If you prefer your broccoli well-cooked, there’s a workaround. Adding a small amount of mustard seed powder to cooked broccoli restores the enzyme activity that cooking destroyed. In a controlled study, participants who ate cooked broccoli with one gram of brown mustard powder absorbed roughly 4.7 times more sulforaphane than those who ate the same cooked broccoli alone. The mustard essentially resupplies the enzyme from an outside source, restarting the chemical reaction in your gut.
Vitamin C Without the Citrus
People tend to associate vitamin C with oranges and lemons, but broccoli is competitive. At 90 mg per cup, it delivers more vitamin C than a medium orange typically does. Vitamin C supports immune function, helps your body absorb iron from plant foods, and is required for collagen production in skin, tendons, and blood vessels. Because vitamin C is water-soluble and degrades with heat, the steaming advice applies here too: gentle cooking preserves more of it than boiling.

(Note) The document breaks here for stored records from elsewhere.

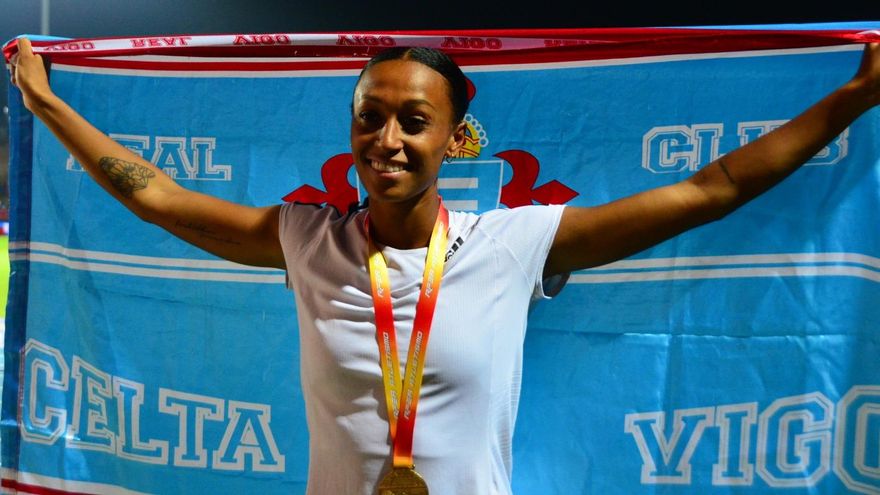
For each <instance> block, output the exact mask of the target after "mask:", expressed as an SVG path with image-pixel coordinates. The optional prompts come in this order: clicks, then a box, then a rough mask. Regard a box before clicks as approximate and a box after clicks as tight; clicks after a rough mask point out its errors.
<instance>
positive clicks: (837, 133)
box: [544, 43, 880, 275]
mask: <svg viewBox="0 0 880 495" xmlns="http://www.w3.org/2000/svg"><path fill="white" fill-rule="evenodd" d="M878 104H880V44H878V43H872V44H869V45H866V46H865V50H864V54H863V55H862V62H861V65H860V66H859V69H858V71H857V72H856V75H855V76H854V77H853V78H852V79H851V80H850V81H849V82H848V83H846V84H844V85H843V86H841V87H840V88H838V89H837V90H836V91H834V92H833V93H831V94H830V95H828V96H826V97H825V98H824V99H822V100H821V101H819V102H818V103H816V104H815V105H813V106H812V107H810V108H809V109H807V110H806V111H805V112H804V113H802V114H801V115H799V116H797V117H796V118H794V119H792V120H791V121H789V122H788V123H786V124H785V125H783V126H782V127H779V128H778V129H776V130H774V131H773V132H770V133H768V134H766V135H764V136H762V137H761V138H760V139H758V140H756V141H754V142H752V143H749V144H747V145H745V146H743V147H741V148H739V149H736V150H734V151H732V152H730V153H728V154H727V155H724V156H723V157H721V158H719V159H717V160H715V161H714V162H712V163H711V164H710V165H708V166H706V167H704V168H703V169H701V170H700V171H699V172H697V173H695V174H694V175H692V176H691V177H689V178H687V179H685V180H683V181H681V182H679V183H677V184H673V185H670V186H665V187H660V188H657V189H652V190H649V191H645V192H642V193H639V194H636V195H633V196H630V197H627V198H623V199H620V200H617V201H613V202H611V203H608V204H605V205H601V206H596V207H592V208H566V209H565V211H564V212H563V216H562V220H561V222H560V225H559V230H558V231H557V234H556V238H555V239H554V241H553V246H552V248H551V250H550V254H549V256H548V258H547V263H546V265H545V268H544V272H545V274H546V275H553V274H558V273H565V272H571V271H574V270H580V269H584V268H590V267H593V266H599V265H604V264H606V263H610V262H612V261H616V260H618V259H621V258H624V257H627V256H629V255H632V254H635V253H637V252H639V251H642V250H644V249H647V248H649V247H651V246H653V245H655V244H657V243H660V242H662V241H664V240H666V239H669V238H671V237H673V236H675V235H678V234H680V233H682V232H684V231H686V230H688V229H691V228H693V227H696V226H698V225H702V224H704V223H707V222H710V221H713V220H718V219H720V218H722V217H724V216H725V215H727V214H728V213H730V212H732V211H733V210H735V209H736V208H738V207H740V206H741V205H743V204H745V203H746V202H748V201H749V200H751V199H752V198H754V197H756V196H758V195H759V194H761V193H763V192H764V191H766V190H768V189H770V188H771V187H773V186H774V185H775V184H777V183H778V182H780V181H781V180H782V179H784V178H785V177H787V176H788V175H789V174H791V173H792V172H794V171H795V170H797V169H798V168H799V167H800V166H801V165H802V164H803V163H805V162H806V161H807V160H809V159H810V158H811V157H812V156H813V155H815V154H816V153H818V152H819V150H821V149H822V148H823V147H824V146H825V145H826V144H828V142H830V141H831V140H832V139H834V138H835V137H836V136H837V135H838V134H840V133H841V132H843V130H844V129H846V127H847V126H848V125H850V124H851V123H852V122H853V121H854V120H855V119H856V118H858V117H859V116H860V115H861V114H862V113H864V112H865V111H867V110H868V109H870V108H872V107H873V106H876V105H878Z"/></svg>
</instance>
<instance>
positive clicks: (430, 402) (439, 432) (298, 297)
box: [280, 204, 564, 495]
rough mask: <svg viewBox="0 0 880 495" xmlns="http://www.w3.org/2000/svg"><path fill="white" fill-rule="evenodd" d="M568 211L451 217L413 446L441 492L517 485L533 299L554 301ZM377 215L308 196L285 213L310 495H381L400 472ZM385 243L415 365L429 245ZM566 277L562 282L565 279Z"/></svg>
mask: <svg viewBox="0 0 880 495" xmlns="http://www.w3.org/2000/svg"><path fill="white" fill-rule="evenodd" d="M562 210H563V207H562V206H561V205H559V206H525V207H520V208H514V209H510V210H494V211H490V212H487V213H484V214H482V215H475V214H472V213H462V212H450V227H449V244H448V246H449V251H452V252H453V253H452V255H451V257H449V254H447V256H448V261H447V262H446V266H445V268H444V276H443V280H442V285H441V287H440V296H439V297H438V299H437V308H436V312H435V315H434V323H433V326H432V328H431V334H430V340H429V342H428V348H427V356H426V358H425V370H424V381H423V384H422V389H421V396H420V399H419V404H418V411H417V417H416V425H415V433H414V441H413V442H414V444H413V455H414V462H415V468H416V470H417V471H418V472H419V473H420V474H421V475H422V476H424V478H425V480H426V481H427V483H428V487H429V489H430V491H431V493H435V494H439V495H452V494H461V495H482V494H486V495H488V494H509V493H510V491H511V489H510V476H511V441H512V437H513V426H514V422H515V420H516V410H517V405H518V401H519V395H520V393H519V392H520V381H521V369H522V344H523V339H524V336H525V330H526V317H527V312H528V307H529V303H530V301H531V300H532V299H533V297H546V296H545V288H544V285H543V283H542V280H541V276H542V272H543V268H544V262H545V260H546V258H547V253H548V251H549V248H550V245H551V243H552V241H553V237H554V236H555V233H556V229H557V227H558V225H559V219H560V217H561V215H562ZM365 214H366V211H365V210H361V211H358V212H355V213H352V214H349V215H347V216H340V215H339V214H338V213H337V212H336V210H334V209H333V208H318V207H315V206H310V205H296V204H287V205H285V206H284V207H283V208H282V210H281V221H280V236H281V245H282V247H283V249H284V257H285V261H286V264H287V272H288V279H289V286H290V287H291V288H292V289H293V290H294V293H295V296H296V304H297V312H298V315H299V332H300V345H301V356H302V357H301V363H300V366H301V375H302V388H303V394H304V396H305V403H306V417H307V422H308V427H309V435H310V446H309V456H310V457H309V481H308V493H310V494H331V493H332V494H337V493H339V494H343V493H344V494H364V495H372V494H374V493H376V487H377V485H378V482H379V480H380V479H381V477H382V476H383V475H384V474H385V473H386V472H387V471H388V469H389V467H390V459H391V444H390V439H389V433H388V418H387V416H388V415H387V410H386V406H385V398H384V397H385V396H384V391H383V384H382V371H381V368H380V366H379V349H378V346H377V343H376V329H375V326H374V316H373V300H372V296H371V292H370V279H369V275H368V273H367V269H366V256H367V255H366V253H367V246H366V238H365V236H364V229H363V226H364V215H365ZM380 249H382V252H383V254H384V255H385V258H386V260H387V263H388V273H389V278H390V281H391V298H392V304H393V307H394V320H395V328H396V330H397V345H398V354H399V356H400V359H401V360H405V359H406V351H407V349H408V346H409V338H410V333H411V331H412V321H413V318H414V313H415V306H416V301H417V300H418V295H419V287H420V284H421V281H422V273H423V271H424V263H425V257H426V255H427V248H422V249H412V250H400V249H394V248H391V247H384V248H383V247H382V246H380ZM449 251H448V253H449ZM558 282H560V284H559V288H561V284H562V283H564V279H561V280H558ZM405 364H406V363H403V362H401V363H400V366H401V372H402V371H403V369H402V368H403V367H404V366H405Z"/></svg>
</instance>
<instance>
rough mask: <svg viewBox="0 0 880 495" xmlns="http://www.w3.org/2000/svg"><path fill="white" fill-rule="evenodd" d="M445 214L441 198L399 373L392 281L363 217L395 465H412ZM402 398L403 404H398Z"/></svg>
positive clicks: (379, 357) (444, 249)
mask: <svg viewBox="0 0 880 495" xmlns="http://www.w3.org/2000/svg"><path fill="white" fill-rule="evenodd" d="M448 225H449V213H448V212H447V211H446V208H444V207H443V202H442V201H441V202H440V209H439V211H438V213H437V221H436V222H434V230H433V232H432V233H431V241H430V242H429V244H428V257H427V260H426V261H425V272H424V275H423V276H422V287H421V289H420V291H419V301H418V303H416V316H415V321H414V322H413V330H412V335H411V336H410V342H409V353H408V354H407V357H406V370H405V371H404V373H403V376H402V377H401V376H400V362H399V361H398V359H397V337H396V332H395V330H394V310H393V308H392V305H391V283H390V280H389V278H388V265H387V263H386V262H385V256H383V255H382V252H381V251H379V250H378V249H377V248H376V245H375V243H373V241H372V239H371V238H370V218H369V216H367V220H366V221H365V226H366V232H367V245H368V247H369V253H368V261H369V266H370V286H371V288H372V292H373V309H374V311H375V314H376V340H377V342H378V344H379V363H380V365H381V367H382V381H383V383H384V386H385V404H386V406H387V408H388V426H389V430H390V432H391V443H392V445H393V447H394V457H393V459H394V466H395V467H406V468H411V467H412V466H413V457H412V442H413V431H414V429H415V423H416V408H417V407H418V404H419V390H420V389H421V387H422V372H423V370H424V367H425V355H426V350H427V348H428V335H429V334H430V333H431V323H432V321H433V319H434V309H435V307H436V305H437V296H438V294H439V292H440V281H441V279H442V278H443V264H444V262H445V257H446V255H445V253H446V242H447V235H448V234H447V228H448ZM401 402H402V404H401Z"/></svg>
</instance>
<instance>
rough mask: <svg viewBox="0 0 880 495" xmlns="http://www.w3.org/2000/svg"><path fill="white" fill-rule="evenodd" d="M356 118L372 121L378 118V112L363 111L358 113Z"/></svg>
mask: <svg viewBox="0 0 880 495" xmlns="http://www.w3.org/2000/svg"><path fill="white" fill-rule="evenodd" d="M358 118H359V119H361V120H362V121H364V122H367V123H374V122H377V121H378V120H379V114H377V113H376V112H371V111H363V112H360V113H358Z"/></svg>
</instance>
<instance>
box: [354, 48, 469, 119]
mask: <svg viewBox="0 0 880 495" xmlns="http://www.w3.org/2000/svg"><path fill="white" fill-rule="evenodd" d="M388 60H412V61H413V62H418V63H420V64H422V65H425V66H428V67H430V68H431V69H434V71H436V72H438V73H439V74H440V75H441V76H443V78H444V79H446V82H447V83H449V100H450V102H451V103H452V114H453V117H454V120H453V122H455V123H458V122H461V121H462V120H463V119H464V115H465V114H466V113H467V109H468V103H469V100H468V91H467V78H466V77H465V76H464V73H463V72H462V71H461V69H460V68H459V67H458V65H457V64H456V63H455V62H453V61H452V59H451V58H449V56H448V55H446V54H445V53H443V52H442V51H440V50H436V49H434V48H425V47H420V46H415V47H406V46H396V47H393V48H389V49H387V50H383V51H381V52H379V53H378V54H376V55H375V56H374V57H373V58H371V59H370V61H369V62H367V65H365V66H364V69H363V70H362V71H361V73H360V76H358V82H360V79H361V77H363V75H364V73H365V72H367V71H368V70H370V68H371V67H373V66H374V65H376V64H379V63H382V62H386V61H388Z"/></svg>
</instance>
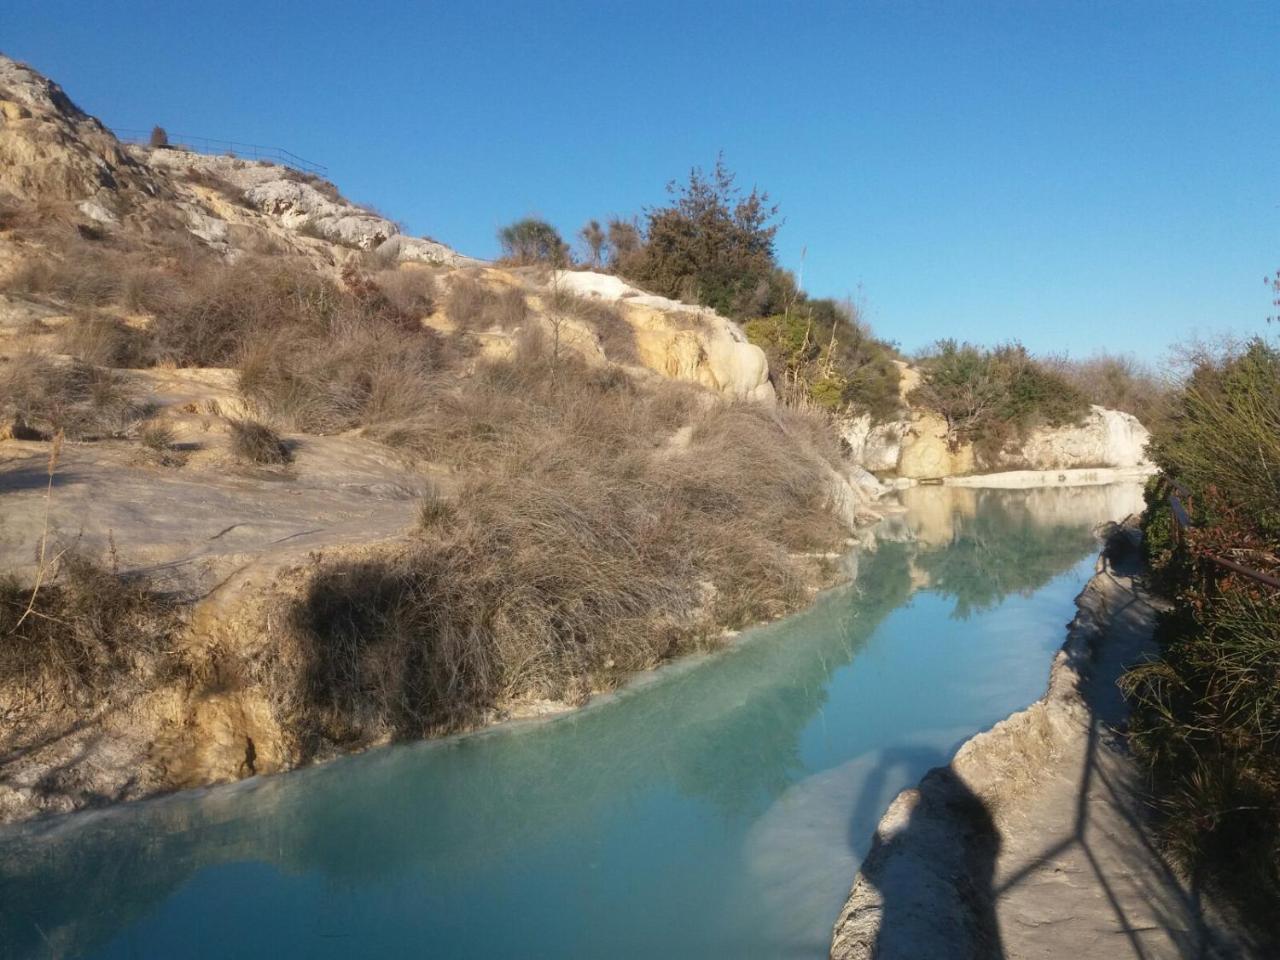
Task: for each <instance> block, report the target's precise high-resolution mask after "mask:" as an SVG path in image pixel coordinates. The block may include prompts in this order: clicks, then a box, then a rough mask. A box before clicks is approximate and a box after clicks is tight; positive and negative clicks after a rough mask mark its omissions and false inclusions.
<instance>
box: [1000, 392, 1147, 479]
mask: <svg viewBox="0 0 1280 960" xmlns="http://www.w3.org/2000/svg"><path fill="white" fill-rule="evenodd" d="M1149 439H1151V434H1149V433H1148V431H1147V428H1144V426H1143V425H1142V424H1140V422H1139V420H1138V417H1135V416H1133V415H1132V413H1123V412H1121V411H1119V410H1107V408H1106V407H1098V406H1093V407H1091V410H1089V415H1088V416H1087V417H1085V419H1084V422H1082V424H1080V425H1079V426H1056V428H1041V429H1039V430H1036V431H1034V433H1032V435H1030V436H1029V438H1028V439H1027V442H1025V443H1024V444H1023V448H1021V456H1020V457H1019V456H1016V454H1015V456H1012V457H1010V461H1012V462H1014V463H1016V465H1025V466H1028V467H1030V468H1032V470H1053V468H1057V467H1140V466H1146V465H1147V463H1148V462H1149V461H1148V460H1147V442H1148V440H1149Z"/></svg>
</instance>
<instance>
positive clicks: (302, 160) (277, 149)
mask: <svg viewBox="0 0 1280 960" xmlns="http://www.w3.org/2000/svg"><path fill="white" fill-rule="evenodd" d="M111 133H114V134H115V137H116V140H120V141H124V142H125V143H141V145H143V146H148V145H150V143H151V131H136V129H129V128H127V127H113V128H111ZM166 146H168V147H169V148H170V150H189V151H192V152H195V154H216V155H227V156H238V157H243V159H244V160H269V161H271V163H274V164H283V165H284V166H292V168H293V169H294V170H301V172H302V173H314V174H316V175H317V177H325V175H328V173H329V169H328V168H326V166H325V165H324V164H317V163H315V161H314V160H306V159H303V157H301V156H298V155H297V154H293V152H291V151H288V150H284V148H283V147H264V146H261V145H260V143H242V142H239V141H237V140H212V138H210V137H195V136H192V134H189V133H170V134H169V143H168V145H166ZM160 148H163V147H160Z"/></svg>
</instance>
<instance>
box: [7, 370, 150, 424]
mask: <svg viewBox="0 0 1280 960" xmlns="http://www.w3.org/2000/svg"><path fill="white" fill-rule="evenodd" d="M147 413H148V408H147V407H146V406H145V404H141V403H137V402H136V401H133V399H131V398H129V397H128V396H125V393H124V390H123V388H122V384H120V379H119V378H118V376H116V375H115V374H113V372H111V371H109V370H102V369H101V367H96V366H92V365H91V364H84V362H81V361H72V362H70V364H56V362H54V361H52V360H51V358H50V357H47V356H45V355H41V353H23V355H19V356H17V357H13V358H10V360H9V362H8V364H5V365H4V367H0V417H3V419H4V420H6V421H10V422H12V424H13V425H14V426H15V433H19V434H24V435H31V436H38V438H49V436H52V435H54V434H55V433H58V431H59V430H61V431H64V433H65V435H67V438H68V439H72V440H99V439H106V438H116V436H124V435H125V434H127V433H128V429H129V426H131V425H132V424H134V422H136V421H138V420H141V419H143V417H145V416H146V415H147Z"/></svg>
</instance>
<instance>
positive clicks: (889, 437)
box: [840, 413, 911, 474]
mask: <svg viewBox="0 0 1280 960" xmlns="http://www.w3.org/2000/svg"><path fill="white" fill-rule="evenodd" d="M910 426H911V424H910V422H909V421H906V420H890V421H887V422H883V424H872V416H870V413H863V415H861V416H856V417H851V419H846V420H844V421H842V422H841V424H840V436H841V439H844V440H845V443H847V444H849V456H850V458H851V460H852V461H854V462H855V463H860V465H861V466H863V467H865V468H867V470H870V471H874V472H879V474H887V472H893V471H896V470H897V461H899V457H900V456H901V453H902V438H904V436H905V435H906V431H908V430H909V429H910Z"/></svg>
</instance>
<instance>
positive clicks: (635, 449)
mask: <svg viewBox="0 0 1280 960" xmlns="http://www.w3.org/2000/svg"><path fill="white" fill-rule="evenodd" d="M908 372H910V371H908ZM904 396H905V394H904ZM1117 416H1119V415H1112V413H1110V412H1107V411H1096V412H1094V415H1093V417H1092V419H1091V421H1089V422H1087V424H1085V425H1083V426H1080V428H1074V429H1073V430H1074V433H1071V431H1059V433H1055V434H1053V435H1046V436H1043V438H1032V440H1030V442H1029V444H1028V447H1027V451H1028V453H1027V457H1025V460H1028V461H1034V462H1036V463H1043V465H1050V466H1053V467H1057V466H1071V465H1085V466H1097V465H1100V463H1106V462H1114V463H1125V465H1128V462H1129V461H1132V460H1134V458H1135V457H1137V456H1139V454H1135V453H1134V451H1135V449H1138V448H1140V439H1142V436H1140V428H1138V426H1135V425H1133V424H1129V422H1128V421H1124V420H1123V419H1120V420H1117ZM1125 431H1128V433H1125ZM940 436H941V435H940V434H938V433H937V424H936V422H934V421H931V420H929V417H928V415H924V413H920V412H913V413H910V415H909V416H908V417H906V419H904V420H901V421H896V422H891V424H879V425H874V426H873V425H872V424H870V420H869V419H864V420H855V421H852V422H849V424H846V425H845V429H844V439H845V444H844V447H842V445H841V443H840V438H838V436H837V431H836V430H835V429H833V422H832V420H831V419H829V417H827V416H826V415H817V413H812V412H805V411H797V410H792V408H788V407H786V406H783V404H780V403H778V402H777V399H776V394H774V387H773V384H772V381H771V374H769V369H768V362H767V360H765V355H764V352H763V351H762V349H760V348H759V347H756V346H753V344H751V343H750V342H748V339H746V337H745V335H744V333H742V330H741V329H740V328H739V326H737V325H736V324H735V323H732V321H730V320H727V319H724V317H723V316H719V315H718V314H716V312H714V311H712V310H707V308H699V307H694V306H689V305H685V303H680V302H676V301H672V300H667V298H663V297H655V296H650V294H648V293H645V292H644V291H641V289H637V288H635V287H632V285H628V284H626V283H623V282H621V280H620V279H617V278H616V276H612V275H605V274H599V273H588V271H576V270H571V271H550V270H544V269H536V268H511V266H504V265H500V264H489V262H481V261H479V260H474V259H471V257H466V256H462V255H461V253H458V252H456V251H453V250H451V248H449V247H447V246H444V244H442V243H438V242H435V241H430V239H425V238H417V237H408V236H406V234H404V233H403V232H402V230H401V229H399V228H398V227H397V225H396V224H394V223H392V221H390V220H388V219H385V218H384V216H381V215H379V214H376V212H374V211H370V210H366V209H362V207H360V206H357V205H355V204H351V202H349V201H347V200H344V198H343V197H342V195H340V193H339V191H338V189H337V188H335V187H334V186H333V184H332V183H328V182H325V180H323V179H319V178H316V177H314V175H311V174H306V173H301V172H298V170H294V169H291V168H287V166H282V165H276V164H269V163H260V161H248V160H243V159H238V157H232V156H207V155H202V154H197V152H191V151H188V150H183V148H178V147H155V148H152V147H142V146H132V145H123V143H120V142H119V141H116V138H115V137H114V136H113V134H111V133H110V132H109V131H108V129H106V128H105V127H104V125H102V124H101V123H100V122H99V120H96V119H95V118H92V116H88V115H87V114H84V113H83V111H82V110H79V109H78V108H77V106H76V105H74V104H73V102H72V100H70V99H69V97H68V96H67V95H65V93H64V92H63V91H61V88H60V87H58V84H56V83H52V82H51V81H49V79H46V78H45V77H42V76H40V74H38V73H37V72H35V70H33V69H31V68H28V67H26V65H23V64H19V63H15V61H13V60H10V59H6V58H3V56H0V498H3V499H4V511H3V513H0V635H4V636H5V637H6V641H8V643H6V645H5V648H4V649H3V652H0V717H3V718H4V721H5V722H4V723H0V819H13V818H22V817H28V815H32V814H36V813H41V812H56V810H69V809H76V808H79V806H84V805H92V804H101V803H111V801H119V800H127V799H133V797H138V796H145V795H148V794H154V792H157V791H163V790H170V788H175V787H183V786H193V785H201V783H211V782H219V781H228V780H236V778H239V777H246V776H251V774H253V773H268V772H273V771H279V769H287V768H291V767H294V765H298V764H302V763H308V762H312V760H316V759H321V758H325V756H330V755H334V754H337V753H340V751H346V750H355V749H361V748H365V746H367V745H370V744H378V742H385V741H388V740H392V739H407V737H420V736H431V735H436V733H442V732H449V731H454V730H463V728H470V727H475V726H479V724H484V723H489V722H493V721H495V719H500V718H503V717H511V716H521V714H527V713H536V712H545V710H552V709H564V708H566V707H567V705H572V704H577V703H581V701H582V700H585V699H586V698H589V696H590V695H593V692H595V691H598V690H605V689H609V687H612V686H614V685H616V684H617V682H620V681H621V680H623V678H625V677H626V676H628V675H630V673H632V672H635V671H639V669H645V668H649V667H652V666H654V664H657V663H659V662H662V660H664V659H668V658H672V657H676V655H680V654H682V653H686V652H689V650H696V649H704V648H707V646H710V645H714V644H716V643H719V641H721V639H722V637H723V636H724V635H726V631H727V630H733V628H737V627H741V626H745V625H749V623H751V622H756V621H760V620H767V618H771V617H777V616H781V614H783V613H786V612H788V611H791V609H795V608H796V607H799V605H801V604H804V603H805V602H806V600H808V598H809V596H810V595H812V593H813V591H814V590H815V589H817V588H819V586H820V585H823V584H826V582H829V581H831V579H832V577H833V576H837V570H836V564H835V563H833V558H836V557H838V556H840V554H841V553H844V552H846V550H847V549H849V545H850V541H851V540H850V538H851V536H854V531H855V530H856V527H858V526H859V525H861V524H864V522H867V521H870V520H874V518H876V517H877V515H876V509H874V506H873V502H874V499H876V498H877V497H878V495H879V494H881V493H882V490H883V486H882V484H881V481H879V480H877V477H876V476H873V475H872V474H870V472H869V470H868V468H864V466H865V467H869V468H870V470H874V471H878V472H881V474H883V475H887V476H888V475H892V476H897V477H931V476H938V475H942V474H948V472H964V471H968V470H970V468H972V467H973V460H972V457H969V458H968V460H966V454H965V452H964V449H963V448H960V449H952V448H951V447H948V445H946V443H945V440H940V439H938V438H940ZM940 443H942V447H941V448H940V445H938V444H940ZM1010 465H1014V463H1012V461H1011V462H1010ZM1018 465H1019V466H1024V463H1018Z"/></svg>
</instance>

Practical Ways to Maximize the Benefits
Raw or lightly steamed broccoli gives you the most sulforaphane and vitamin C. If you chop raw broccoli and let it sit for about 40 minutes before cooking, the enzyme reaction that produces sulforaphane has time to complete before heat shuts it down. This “chop and wait” approach lets you cook the broccoli however you like while still retaining some benefit.
For cooked preparations like stir-fries, soups, or roasted dishes, sprinkling a pinch of mustard seed powder on top after cooking is the simplest way to recover sulforaphane production. Regular mustard (the condiment) contains some active enzyme, though powdered brown mustard seeds are more potent. Pairing broccoli with a fat source like olive oil also helps your body absorb its fat-soluble nutrients, including lutein, zeaxanthin, and vitamin K.